Thursday, August 3, 2017

"Artist Heal Thyself" In The St. Albert Gazette, Story By Scott Hayes -"Healing Process" News Paper Story

F-ck, seems I missed out on the interview and missed out on getting a picture of dad in the gazette from the show. I have to make more of effort to get high end digital scans to the galleries that exhibit my work. Pictures for promotional purposes are important. A valuable learning experience for me. Damn! This was published yesterday, missed it by a day. Damn, damn, damn. I f-cked up!

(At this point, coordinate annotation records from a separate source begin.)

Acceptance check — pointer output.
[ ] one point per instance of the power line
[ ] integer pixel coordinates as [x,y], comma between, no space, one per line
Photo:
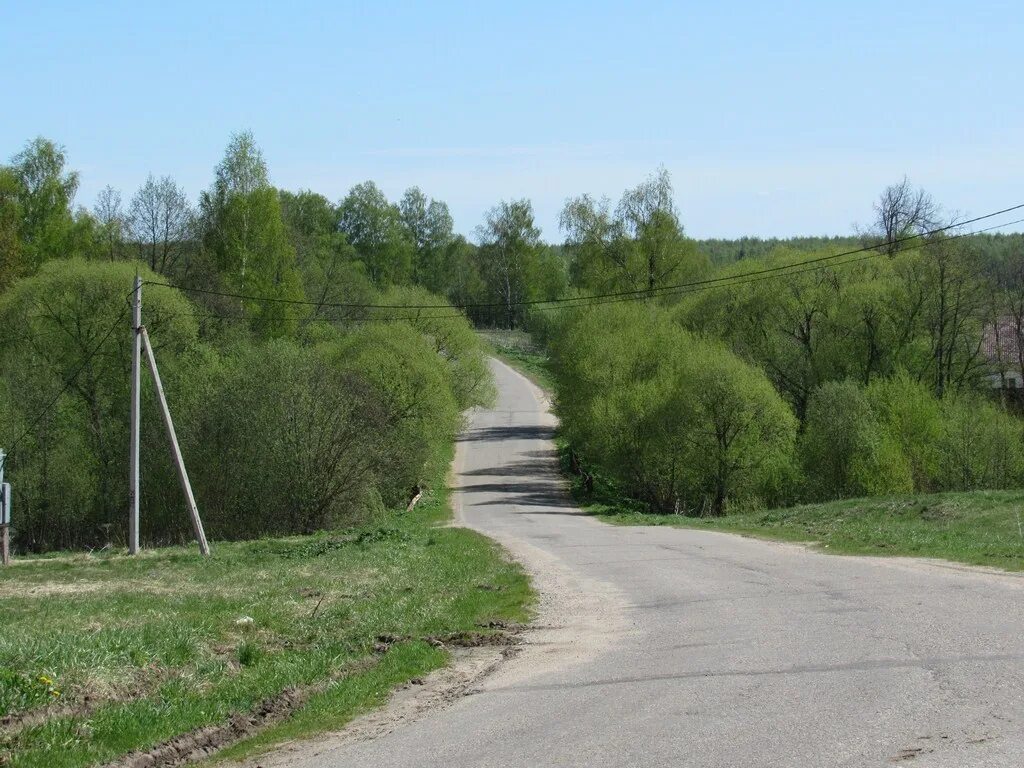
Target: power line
[640,293]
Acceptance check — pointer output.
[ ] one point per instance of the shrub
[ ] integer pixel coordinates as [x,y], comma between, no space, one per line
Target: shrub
[980,445]
[70,472]
[675,419]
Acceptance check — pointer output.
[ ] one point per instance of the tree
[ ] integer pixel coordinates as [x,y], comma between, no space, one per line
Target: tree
[45,193]
[428,226]
[639,247]
[330,270]
[902,211]
[245,232]
[374,227]
[10,220]
[69,471]
[680,422]
[260,261]
[509,246]
[112,223]
[161,220]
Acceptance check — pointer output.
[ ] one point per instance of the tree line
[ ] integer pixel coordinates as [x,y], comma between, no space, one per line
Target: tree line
[317,354]
[294,416]
[774,383]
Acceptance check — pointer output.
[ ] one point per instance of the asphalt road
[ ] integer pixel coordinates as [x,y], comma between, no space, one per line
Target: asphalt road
[671,647]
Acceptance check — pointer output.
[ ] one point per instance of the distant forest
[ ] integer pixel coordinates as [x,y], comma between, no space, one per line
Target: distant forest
[721,251]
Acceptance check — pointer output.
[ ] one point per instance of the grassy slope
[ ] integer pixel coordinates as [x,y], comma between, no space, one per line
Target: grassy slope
[127,652]
[980,527]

I have not read my section of the article that was printed, it always makes me uncomfortable to read about myself. The subject I photograph is all that matters to me, not Gerry Yaum.  That is why I made up that fake YAUM name in the first place, to stay more distant. It is the subject not me that matters.

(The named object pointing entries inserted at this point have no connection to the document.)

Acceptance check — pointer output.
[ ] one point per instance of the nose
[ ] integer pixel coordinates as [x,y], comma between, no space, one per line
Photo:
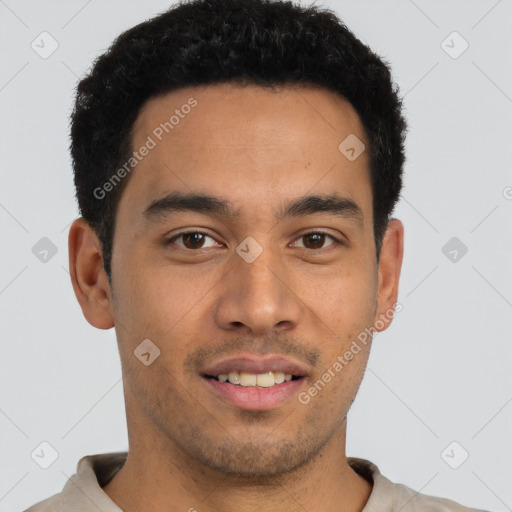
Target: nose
[258,298]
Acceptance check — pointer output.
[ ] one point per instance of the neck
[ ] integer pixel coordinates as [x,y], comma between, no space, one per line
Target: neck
[158,477]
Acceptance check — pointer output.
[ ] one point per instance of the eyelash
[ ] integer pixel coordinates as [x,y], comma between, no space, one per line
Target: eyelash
[195,231]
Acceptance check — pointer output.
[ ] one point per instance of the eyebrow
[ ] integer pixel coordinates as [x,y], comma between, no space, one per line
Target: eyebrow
[210,205]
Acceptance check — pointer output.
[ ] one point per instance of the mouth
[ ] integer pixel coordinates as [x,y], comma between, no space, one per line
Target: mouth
[260,380]
[257,384]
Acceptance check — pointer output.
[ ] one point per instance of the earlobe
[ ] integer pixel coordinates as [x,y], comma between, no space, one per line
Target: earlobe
[88,277]
[390,265]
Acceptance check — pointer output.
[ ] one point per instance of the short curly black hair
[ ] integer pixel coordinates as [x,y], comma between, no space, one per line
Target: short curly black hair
[201,42]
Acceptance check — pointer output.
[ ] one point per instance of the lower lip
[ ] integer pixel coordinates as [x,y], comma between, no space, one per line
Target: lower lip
[255,399]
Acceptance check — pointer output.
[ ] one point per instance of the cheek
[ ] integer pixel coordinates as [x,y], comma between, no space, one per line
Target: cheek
[343,298]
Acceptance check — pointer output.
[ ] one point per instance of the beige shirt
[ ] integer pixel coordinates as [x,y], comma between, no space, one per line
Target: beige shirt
[83,491]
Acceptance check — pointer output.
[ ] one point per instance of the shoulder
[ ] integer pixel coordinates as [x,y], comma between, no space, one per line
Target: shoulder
[387,496]
[51,504]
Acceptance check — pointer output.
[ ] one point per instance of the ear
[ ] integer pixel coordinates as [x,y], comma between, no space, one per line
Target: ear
[390,264]
[88,277]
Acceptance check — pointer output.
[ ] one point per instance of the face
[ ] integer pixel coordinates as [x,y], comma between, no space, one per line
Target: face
[276,268]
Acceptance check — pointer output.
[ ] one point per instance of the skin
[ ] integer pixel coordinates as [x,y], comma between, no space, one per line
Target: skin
[188,448]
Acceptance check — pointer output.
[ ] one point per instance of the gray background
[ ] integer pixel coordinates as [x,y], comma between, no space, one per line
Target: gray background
[441,373]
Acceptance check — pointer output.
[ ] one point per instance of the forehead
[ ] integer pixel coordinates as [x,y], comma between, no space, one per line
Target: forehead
[250,144]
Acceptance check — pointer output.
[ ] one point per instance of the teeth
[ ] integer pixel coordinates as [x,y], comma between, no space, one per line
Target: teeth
[262,380]
[233,377]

Here is a link to the story and the story itself:


Artist, heal thyself
AGSA offers insight into artists' ways of dealing with disease and death
Wednesday, Aug 02, 2017 06:00 am
Everybody says that being artistically creative has health benefits. It can help people to heal from psychological traumas, or at least deal with trauma’s lingering effects.
The Art Gallery of St. Albert invites us to look inside Healing Process, its new exhibit where three artists are sharing the results of their own healing creations.
“The day I found out my father had pancreatic cancer, his life, my life and my family’s lives’ changed forever. A terrible loss was coming, the clock had started ticking. We would all never be the same. I spent the next 13 months photographing Dad, telling his story and mine,” writes social documentary photographer Gerry Yaum.
His photo series called My Father's Last Days is one of the key ingredients of the show. These black and white portraits show the man in a hospital bed, with nasal tubes and other pieces of medical apparatus showing, his face sometimes stretched into a yawn of apparent pain. Other times, he has a kind of lost, tormented look on his drawn face as though he was in a war camp, struggling to survive while losing his humanity at the same time.
Through his camera, Yaum is working to not only demonstrate the suffering that often comes with the end of a life through disease but also working to understand that pain. The photographs stand as a permanent tribute even though his father passed more than two years ago. They show how he tried to reach in to his father’s world. It’s a provocative and intimate thing to share but so incredible to bear witness to.
“I believe that the greatest achievement I can attain as an artist is to educate, inform and provoke discussion through my work,” he writes on his website at “My job as an artist is create work that shows the shared connection, the shared humanity all human beings have…”
Joining Yaum in the exhibit are British Columbia-based artist Sima Elizabeth Shefrin and University of Alberta printmaking grad Darian Goldin Stahl. Shefrin offers the Embroidered Cancer Comic, the artist’s own interpretation of the cancer journey after her husband’s diagnosis.
“When we learned that Bob had prostate cancer, and not the slow growing kind, we started making cancer jokes. Every time something made us laugh, one of us would say, ‘That goes in the comic’,” she writes on her website at
Stahl completes the show with her installation work called MRI IN USE featuring a series of life-sized photographic prints of standard hospital gowns with the text of medical scans projected onto them. They are the result of the artist working with her sister who has multiple sclerosis. The gowns are suggestive of the procedures that she must undergo in her examinations, leaving the viewers with that distinctive notion of losing one’s identity as one’s health falters.
The works not only brought the sisters closer together but also offer the public the fleeting chance to vicariously experience the medical system, giving all the moment to reflect on our precious and precarious mortality.
“Ultimately, the viewers themselves become a part of piece, as their bodies catch the projection, cast shadows over the swaying prints, and act as the human proxy missing from the empty, floating gowns. The interaction between the installation and attendees evokes questions of authority, tacit participation, and interconnectedness,” she explained.
“I aim for viewers to identify with this figure, and come to find that we all carry anxiety about the functionality of our bodies. While this work is specifically about my sister’s anticipation of impairment, disability is a future most people will face if they live into old age. Therefore knowing and understanding people with different bodies and abilities and adds insight, dimension, and value to the human condition. When audiences see my work, even though they do not know my sister, they feel her and are filled with a shared, connecting reflection over the state of our ever-changing bodies.”